Nasional Mondial Ekonomi Megapolitan Olahraga Rona The Alun-Alun Kupas Splash Wisata Perspektif Wawancara Foto Video Infografis
Sengketa Perdagangan

Jokowi Pertanyakan Putusan Ekspor Paksa Kekayaan Alam

Foto : ISTIMEWA

JOKO WIDODO Presiden RI - Dulu zaman VOC, zaman kompeni itu ada yang namanya kerja paksa, ada yang namanya tanam paksa. Zaman modern ini muncul lagi, ekspor paksa.

A   A   A   Pengaturan Font

JAKARTA - Presiden Joko Widodo (Jokowi) menyinggung soal adanya ekspor paksa setelah gugatan Uni Eropa ke Indonesia melalui Organisasi Perdagangan Dunia (WTO) terkait kebijakan pemerintah melarang ekspor bijih nikel sejak 2020.

"Dulu zaman VOC, zaman kompeni itu ada yang namanya kerja paksa, ada yang namanya tanam paksa.

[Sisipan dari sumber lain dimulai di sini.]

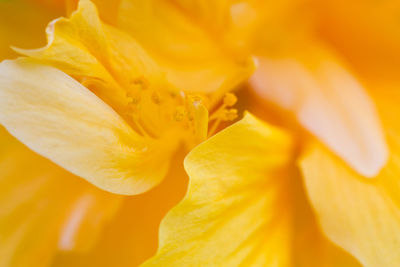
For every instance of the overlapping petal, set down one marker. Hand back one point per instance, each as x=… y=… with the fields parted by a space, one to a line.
x=106 y=59
x=329 y=102
x=59 y=118
x=235 y=212
x=193 y=59
x=357 y=215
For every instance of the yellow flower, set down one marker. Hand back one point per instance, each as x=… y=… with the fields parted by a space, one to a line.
x=96 y=102
x=251 y=185
x=312 y=182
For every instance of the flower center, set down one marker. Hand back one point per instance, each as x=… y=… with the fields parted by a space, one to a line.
x=155 y=112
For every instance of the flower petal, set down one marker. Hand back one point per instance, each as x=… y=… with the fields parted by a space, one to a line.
x=329 y=102
x=132 y=236
x=98 y=55
x=192 y=59
x=38 y=200
x=60 y=119
x=236 y=209
x=361 y=217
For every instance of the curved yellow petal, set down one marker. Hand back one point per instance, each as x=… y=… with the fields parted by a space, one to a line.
x=132 y=236
x=44 y=209
x=329 y=102
x=193 y=59
x=357 y=215
x=104 y=58
x=21 y=23
x=60 y=119
x=235 y=212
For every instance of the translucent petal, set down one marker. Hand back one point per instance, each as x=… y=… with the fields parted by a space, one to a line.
x=235 y=212
x=60 y=119
x=329 y=102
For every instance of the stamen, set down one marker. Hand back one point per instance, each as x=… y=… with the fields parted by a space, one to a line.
x=223 y=113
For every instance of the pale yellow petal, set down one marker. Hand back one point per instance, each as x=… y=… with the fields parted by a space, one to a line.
x=193 y=59
x=328 y=101
x=132 y=236
x=21 y=23
x=357 y=215
x=38 y=201
x=60 y=119
x=236 y=212
x=102 y=57
x=311 y=248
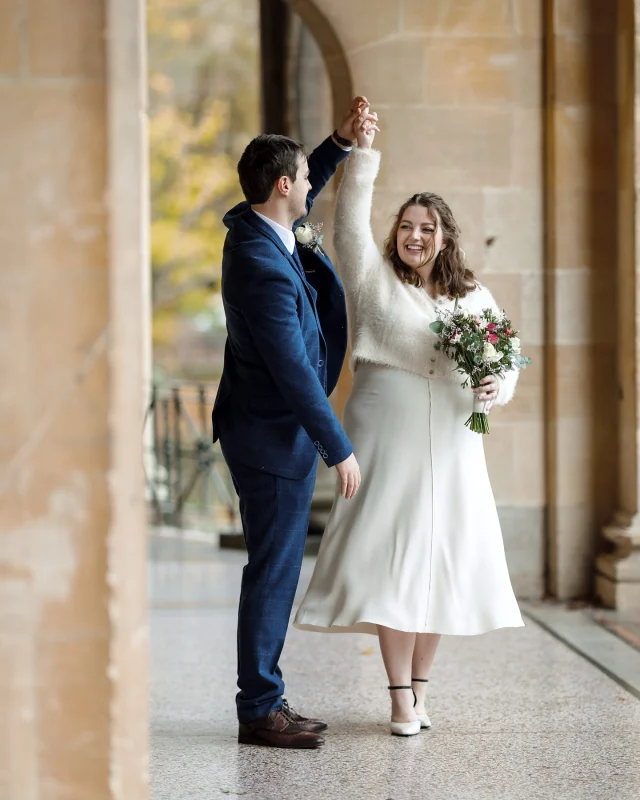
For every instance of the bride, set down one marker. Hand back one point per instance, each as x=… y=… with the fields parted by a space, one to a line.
x=418 y=552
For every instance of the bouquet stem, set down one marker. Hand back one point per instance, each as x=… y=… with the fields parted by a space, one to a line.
x=478 y=422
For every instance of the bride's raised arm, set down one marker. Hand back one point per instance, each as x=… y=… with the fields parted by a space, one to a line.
x=353 y=237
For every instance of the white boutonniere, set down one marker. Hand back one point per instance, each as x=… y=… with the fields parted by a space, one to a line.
x=308 y=235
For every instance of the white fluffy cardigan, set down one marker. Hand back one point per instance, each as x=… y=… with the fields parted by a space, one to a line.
x=388 y=319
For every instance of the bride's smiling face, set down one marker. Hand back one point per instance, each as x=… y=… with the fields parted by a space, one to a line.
x=419 y=238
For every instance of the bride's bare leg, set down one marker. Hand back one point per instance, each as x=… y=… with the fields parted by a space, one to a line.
x=397 y=649
x=424 y=653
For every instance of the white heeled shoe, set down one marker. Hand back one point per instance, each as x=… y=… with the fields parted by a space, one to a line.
x=404 y=728
x=424 y=720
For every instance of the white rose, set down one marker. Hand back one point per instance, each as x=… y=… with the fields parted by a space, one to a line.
x=490 y=353
x=304 y=234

Zaman modern ini muncul lagi, ekspor paksa," kata Presiden Jokowi di Istana Negara, Jakarta, Jumat (2/12).

Presiden menekankan bijih nikel yang dilarang ekspor itu adalah kekayaan alam Indonesia. Karena itu, dia mempertanyakan mengapa kewenangan pemerintah Indonesia terhadap kekayaan alamnya sendiri digugat.

"Ekspor paksa. Kita dipaksa untuk ekspor. Lho ini barang kita kok," kata Presiden.

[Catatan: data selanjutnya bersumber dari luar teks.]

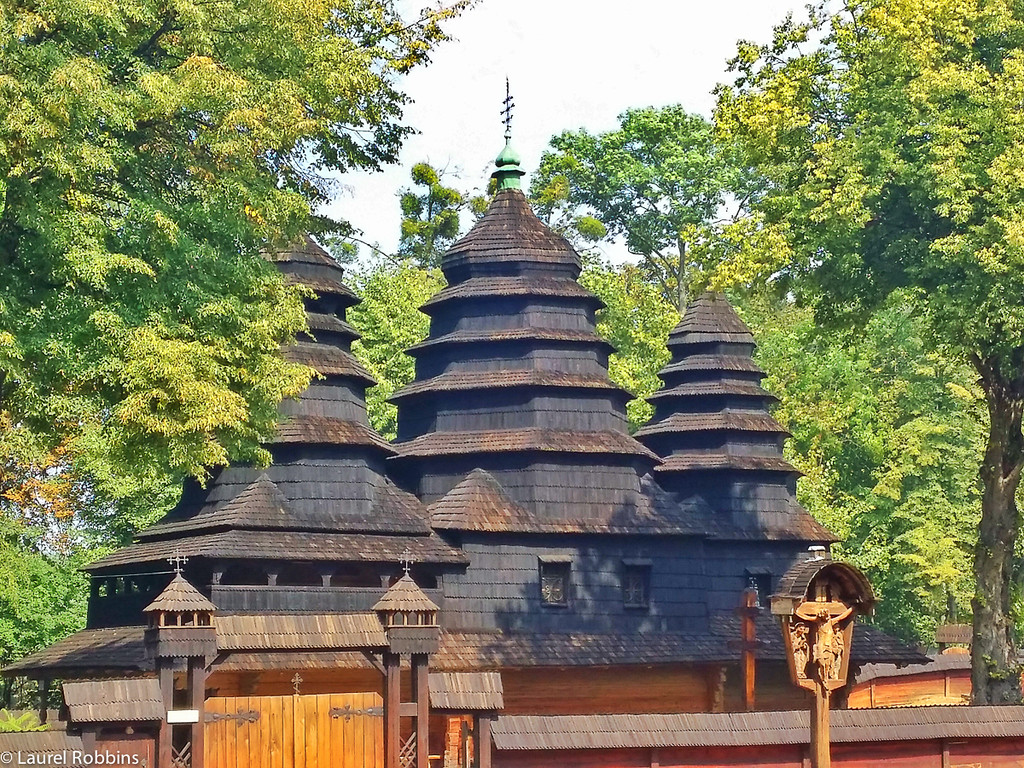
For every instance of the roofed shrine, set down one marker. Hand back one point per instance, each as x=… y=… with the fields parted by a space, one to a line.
x=515 y=557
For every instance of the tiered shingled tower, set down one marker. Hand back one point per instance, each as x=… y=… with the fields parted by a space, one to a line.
x=716 y=437
x=323 y=515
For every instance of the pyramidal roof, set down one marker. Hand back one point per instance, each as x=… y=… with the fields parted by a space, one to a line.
x=512 y=422
x=404 y=595
x=327 y=484
x=179 y=596
x=713 y=429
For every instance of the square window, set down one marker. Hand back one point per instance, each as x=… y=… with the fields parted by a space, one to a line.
x=555 y=583
x=636 y=586
x=760 y=582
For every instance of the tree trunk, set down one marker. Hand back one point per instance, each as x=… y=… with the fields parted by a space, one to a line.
x=994 y=671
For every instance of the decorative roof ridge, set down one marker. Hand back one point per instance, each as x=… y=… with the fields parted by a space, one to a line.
x=503 y=285
x=726 y=419
x=511 y=334
x=506 y=378
x=528 y=438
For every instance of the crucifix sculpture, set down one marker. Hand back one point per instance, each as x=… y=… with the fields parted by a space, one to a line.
x=817 y=601
x=177 y=561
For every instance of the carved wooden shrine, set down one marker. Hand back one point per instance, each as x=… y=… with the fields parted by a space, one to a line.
x=817 y=602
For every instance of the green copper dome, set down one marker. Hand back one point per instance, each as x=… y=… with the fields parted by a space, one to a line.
x=508 y=172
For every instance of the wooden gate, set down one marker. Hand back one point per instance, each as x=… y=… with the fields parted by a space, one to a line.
x=330 y=730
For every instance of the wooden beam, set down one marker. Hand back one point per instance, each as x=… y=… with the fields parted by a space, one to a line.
x=197 y=689
x=166 y=675
x=421 y=696
x=392 y=702
x=484 y=741
x=820 y=754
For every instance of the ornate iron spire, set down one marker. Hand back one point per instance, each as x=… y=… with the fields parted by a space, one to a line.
x=508 y=172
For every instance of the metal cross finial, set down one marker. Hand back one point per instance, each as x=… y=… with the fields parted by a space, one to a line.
x=177 y=561
x=507 y=112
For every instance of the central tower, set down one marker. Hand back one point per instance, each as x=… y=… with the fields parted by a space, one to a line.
x=513 y=382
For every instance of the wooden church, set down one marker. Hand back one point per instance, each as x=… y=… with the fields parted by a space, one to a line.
x=516 y=580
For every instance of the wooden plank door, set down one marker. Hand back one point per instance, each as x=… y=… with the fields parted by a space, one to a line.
x=332 y=730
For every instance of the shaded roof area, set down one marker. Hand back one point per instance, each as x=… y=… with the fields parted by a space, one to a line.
x=180 y=596
x=752 y=728
x=48 y=748
x=493 y=650
x=327 y=483
x=117 y=648
x=123 y=699
x=937 y=663
x=510 y=232
x=466 y=691
x=287 y=545
x=299 y=631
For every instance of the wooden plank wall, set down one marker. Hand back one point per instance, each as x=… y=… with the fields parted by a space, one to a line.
x=586 y=691
x=296 y=731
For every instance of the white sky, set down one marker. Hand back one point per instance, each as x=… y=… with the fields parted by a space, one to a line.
x=571 y=64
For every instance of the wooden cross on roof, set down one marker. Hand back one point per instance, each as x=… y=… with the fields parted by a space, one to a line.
x=507 y=112
x=177 y=561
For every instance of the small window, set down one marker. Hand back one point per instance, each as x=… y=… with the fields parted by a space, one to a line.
x=555 y=583
x=636 y=586
x=760 y=582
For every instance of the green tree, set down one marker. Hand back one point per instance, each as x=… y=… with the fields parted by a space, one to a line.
x=892 y=138
x=662 y=181
x=886 y=433
x=147 y=152
x=389 y=321
x=431 y=216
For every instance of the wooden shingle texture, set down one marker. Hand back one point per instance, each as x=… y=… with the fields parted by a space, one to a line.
x=180 y=596
x=114 y=700
x=466 y=691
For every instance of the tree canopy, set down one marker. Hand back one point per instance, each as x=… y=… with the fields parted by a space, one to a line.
x=892 y=139
x=662 y=181
x=148 y=152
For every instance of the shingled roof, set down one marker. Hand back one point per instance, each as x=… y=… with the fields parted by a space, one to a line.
x=513 y=379
x=179 y=596
x=713 y=431
x=326 y=497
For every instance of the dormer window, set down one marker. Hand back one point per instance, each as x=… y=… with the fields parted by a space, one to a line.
x=555 y=582
x=636 y=585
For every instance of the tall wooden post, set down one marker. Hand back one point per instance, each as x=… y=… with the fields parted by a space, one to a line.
x=165 y=672
x=44 y=698
x=748 y=615
x=197 y=688
x=421 y=695
x=820 y=753
x=392 y=708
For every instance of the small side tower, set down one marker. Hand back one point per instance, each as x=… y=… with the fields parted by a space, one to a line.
x=180 y=636
x=410 y=617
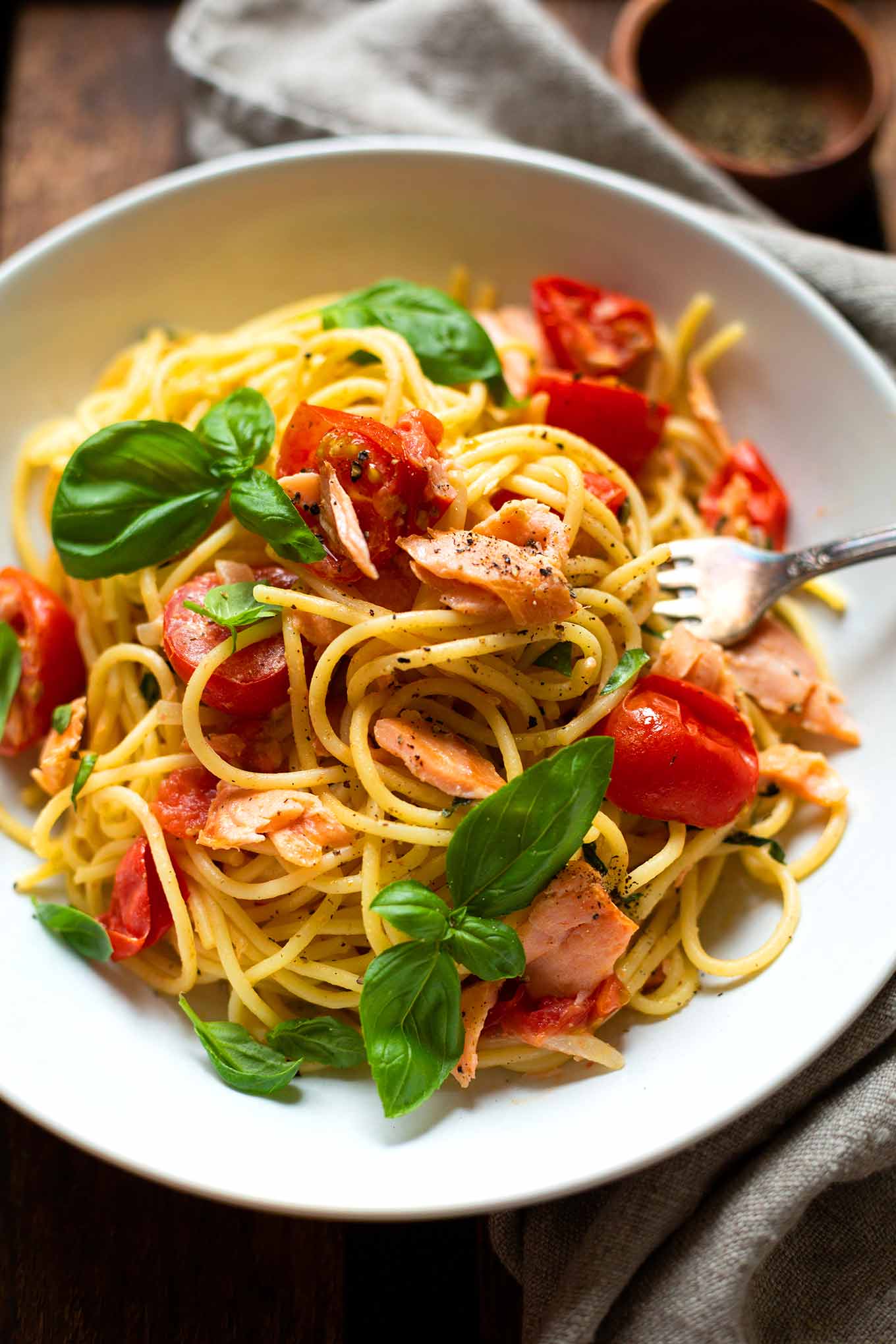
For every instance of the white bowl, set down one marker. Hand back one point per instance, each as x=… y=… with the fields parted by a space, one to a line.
x=101 y=1061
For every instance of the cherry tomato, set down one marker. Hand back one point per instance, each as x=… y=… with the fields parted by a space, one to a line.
x=619 y=421
x=681 y=754
x=516 y=1014
x=252 y=682
x=53 y=669
x=183 y=801
x=394 y=478
x=596 y=483
x=139 y=914
x=746 y=499
x=590 y=329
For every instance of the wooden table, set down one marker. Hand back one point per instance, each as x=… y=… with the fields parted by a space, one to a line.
x=90 y=1254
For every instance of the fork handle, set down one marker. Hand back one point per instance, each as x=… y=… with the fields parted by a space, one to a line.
x=816 y=561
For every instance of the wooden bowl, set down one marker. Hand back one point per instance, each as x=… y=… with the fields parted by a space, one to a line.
x=786 y=96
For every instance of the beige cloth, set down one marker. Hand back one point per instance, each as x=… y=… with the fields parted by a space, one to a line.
x=782 y=1227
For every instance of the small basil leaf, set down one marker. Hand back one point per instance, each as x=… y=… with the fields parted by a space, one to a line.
x=629 y=665
x=85 y=770
x=448 y=341
x=150 y=688
x=10 y=671
x=411 y=1023
x=262 y=506
x=239 y=1059
x=491 y=949
x=412 y=909
x=558 y=658
x=238 y=433
x=61 y=718
x=81 y=932
x=513 y=842
x=593 y=859
x=758 y=843
x=323 y=1039
x=132 y=495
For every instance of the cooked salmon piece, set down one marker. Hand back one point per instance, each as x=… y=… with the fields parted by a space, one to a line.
x=298 y=826
x=58 y=762
x=437 y=757
x=574 y=934
x=340 y=524
x=779 y=674
x=477 y=1001
x=694 y=659
x=518 y=339
x=516 y=555
x=809 y=775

Indonesia, papar Jokowi, memang sudah diputuskan kalah dalam gugatan tersebut di WTO pada Oktober 2022 lalu. Namun, itu baru proses penyelesaian sengketa tahap pertama. Presiden menegaskan akan banding atas putusan itu.

"Karena ini ceritanya belum rampung kalau kita berhenti. Ya, ekosistem besar yang kita impikan ini tak akan muncul," kata Presiden.

Larangan ekspor bijih nikel yang diterapkan sejak 2020 ditujukan untuk mendorong proses hilirisasi nikel yang dapat menciptakan produk turunan untuk produksi baterai kendaraan listrik.

Pemerintah ingin membentuk ekosistem kendaraan listrik sehingga perlu produk turunan nikel sebagai bahan baku. Selain itu, hilirisasi barang tambang seperti nikel, akan menciptakan banyak lapangan kerja dan meningkatkan nilai ekspor.

"Ekosistem seperti cip, seperti komponen digital tadi. Ekosistem besar karena sekali lagi nikel itu kita nomor, reserve (cadangan nikel) kita nomor satu. Timah nomor dua, bauksit nomor enam, tembaga nomor tujuh dunia. Punya semuanya. Membangun ekosistem electric vehicle (kendaraan listrik) baterai itu kita hanya kurang litium," kata Presiden.

Kemandirian Bangsa

Pengamat ekonomi dari Universitas Atma Jaya Yogyakarta (UAJY), Aloysius Gunadi Brata, yang diminta pendapatnya mengatakan Indonesia sebagai pemilik cadangan nikel terbesar di dunia, Indonesia seharusnya dapat memainkan posisi penting tersebut.

Menurutnya, menyikapi gugatan EU yang didukung WTO tersebut tidaklah semata-mata soal regulasi perdagangan internasional, tetapi benar soal kemandirian bangsa untuk mengelola sumber daya alamnya. Pemerintah harus konsisten dan mencari strategi yang tepat untuk mempertahankan soal kemandirian tersebut.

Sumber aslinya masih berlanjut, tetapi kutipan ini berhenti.